Un récent rapport de l’Agence Internationale de l’Energie (AIE), « Solar Energy perspectives 2011 », dresse un tableau complet des potentialités de l’énergie solaire avec son scénario Blue Map (une très forte composante d’énergies renouvelables limitant à 2° C le réchauffement climatique) et des possibilités d’exploiter la biomasse pour faire des synthèses en utilisant l’énergie solaire. Selon l’AIE, la filière des biocarburants dits de « Troisième génération », produits à partir d’algues, semble en particulier une voie prometteuse. Dans plusieurs pays, aux Etats-Unis notamment, l’intérêt pour celle-ci semble renaître après une décennie d’attentisme et des efforts de recherche importants lui sont consacrés (R.F.Service, « Algae’s second try », Science, vol. 33, p. 1239, 2 September 2011, www.sciencemag.org ), financés en partie par le plan de relance d’Obama. Une entreprise active dans ce domaine, Solazyme, a ainsi levé près de 230 millions de dollars en mai dernier pour investir dans la filière et ExxonMobil quant à lui, avait annoncé, en 2010, qu’il y consacrerait 600 millions de dollars. Il existe de nombreuses espèces d’algues qui se répartissent en deux grandes catégories : – les microalgues et les cyanobactéries – les macroalgues que l’on trouve souvent sur les plages et qui peuvent être vertes, brunes ou rouges. Les algues produisent trois types de polymères naturels : les lipides (des triglycérides et des acides gras), les carbohydrates (des sucres stockés en partie dans de la cellulose de l’enveloppe végétale), des protéines. Les huiles, des corps gras produits par les algues, peuvent être utilisées directement ou indirectement comme carburants dans des moteurs. Quelques chiffres montrent l’intérêt potentiel de la filière algues. Alors que plusieurs variétés de plantes (le soja et les palmiers à huile notamment) peuvent produire avec un bon rendement à l’hectare des huiles qui peuvent être incorporées au gazole, ces rendements ne seraient au maximum que de 6000 litres de carburants à l’hectare par an. En revanche, des algues à croissance rapide fourniraient un carburant avec des rendements compris entre 9300 et 61 000 litres à l’hectare. Même si ces chiffres sont optimistes on observe que la différence est très notable.
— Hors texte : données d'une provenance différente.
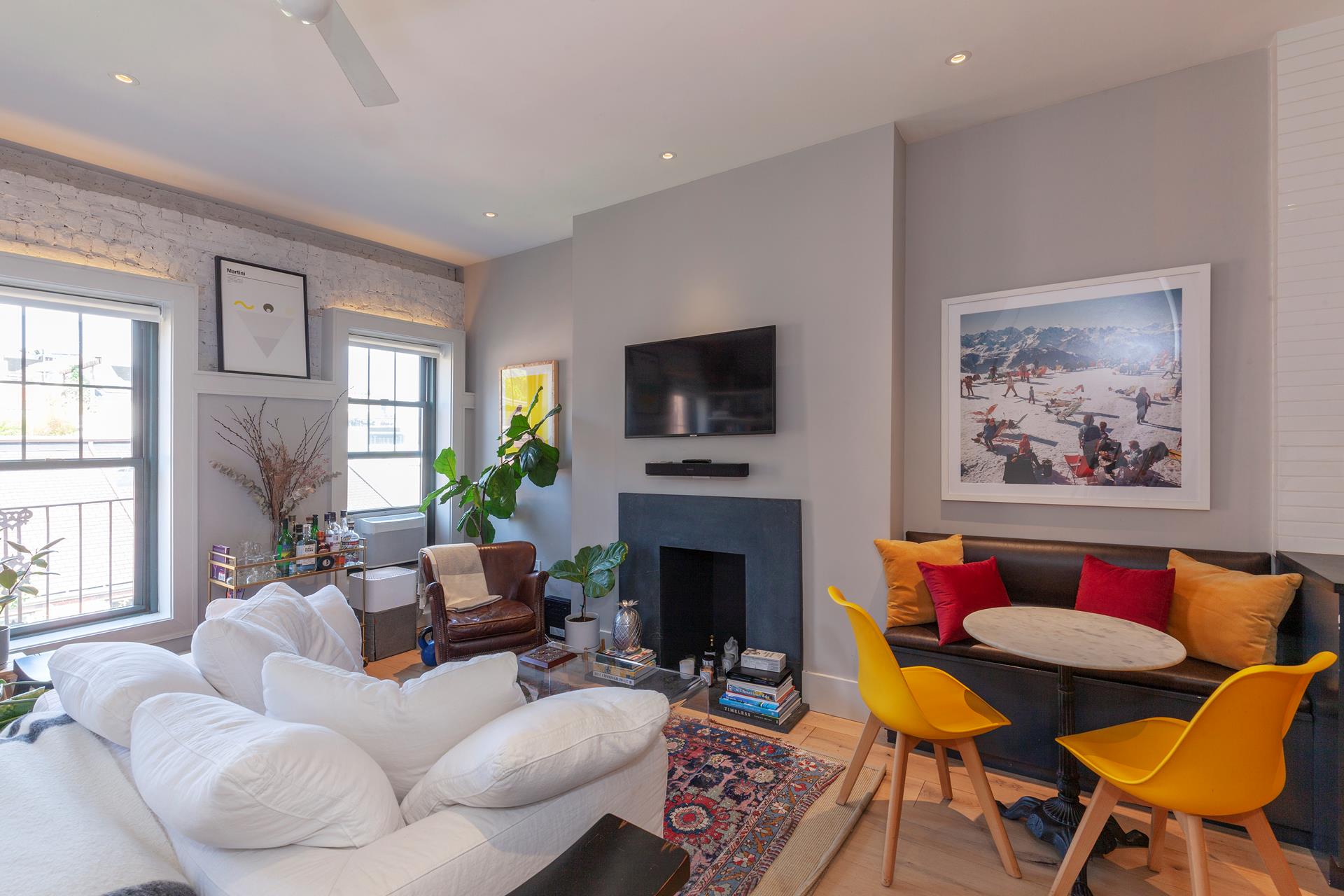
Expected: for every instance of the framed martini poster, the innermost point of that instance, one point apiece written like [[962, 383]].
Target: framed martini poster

La stratégie consiste à cultiver des algues dans des bassins ou des bioréacteurs pour produire de la matière première pour cette filière de biocarburants : les algues fixent le CO2 de l’air et par photosynthèse en utilisant l’énergie solaire elles produisent la biomasse pour fabriquer des biocarburants. Pour la plupart des algues (et en particulier les macroalgues) il est nécessaire d’utiliser la lumière solaire qui fournit l’énergie pour la photosynthèse et d’avoir une ressource en eau, la production pouvant se faire soit en bassins (à l’intérieur des terres ou sur le littoral, certaines algues s’accommodent très bien des eaux saumâtres) soit dans des réacteurs. Cette culture, à l’échelle industrielle, requiert beaucoup d’eau car si les algues se développent rapidement, elles ont besoin d’un grand volume d’eau, elles ne représentent en effet que 0,1% du volume d’eau dans lequel elles se développent, la récupération d’un kilogramme d’algues suppose donc de pomper et filtrer une tonne d’eau, une opération qui est coûteuse en énergie. Il est vrai aussi que la culture d’algues en bassin présente l’inconvénient que celles-ci se « font de l’ombre » et qu’elles croissent donc à faible concentration. L’utilisation de bioréacteurs est une alternative pour les microalgues, on travaille en circuit fermé mais il faut alors leur fournir un nutriment tel que le sucre, les réacteurs représentent de plus un investissement important. Les chercheurs américains estiment que les techniques actuelles permettent de produire un litre de biocarburant avec un coût de 2,25 $, soit le double du prix d’un litre d’essence aux USA, l’opération ne serait rentable que si ce coût de baissait fortement.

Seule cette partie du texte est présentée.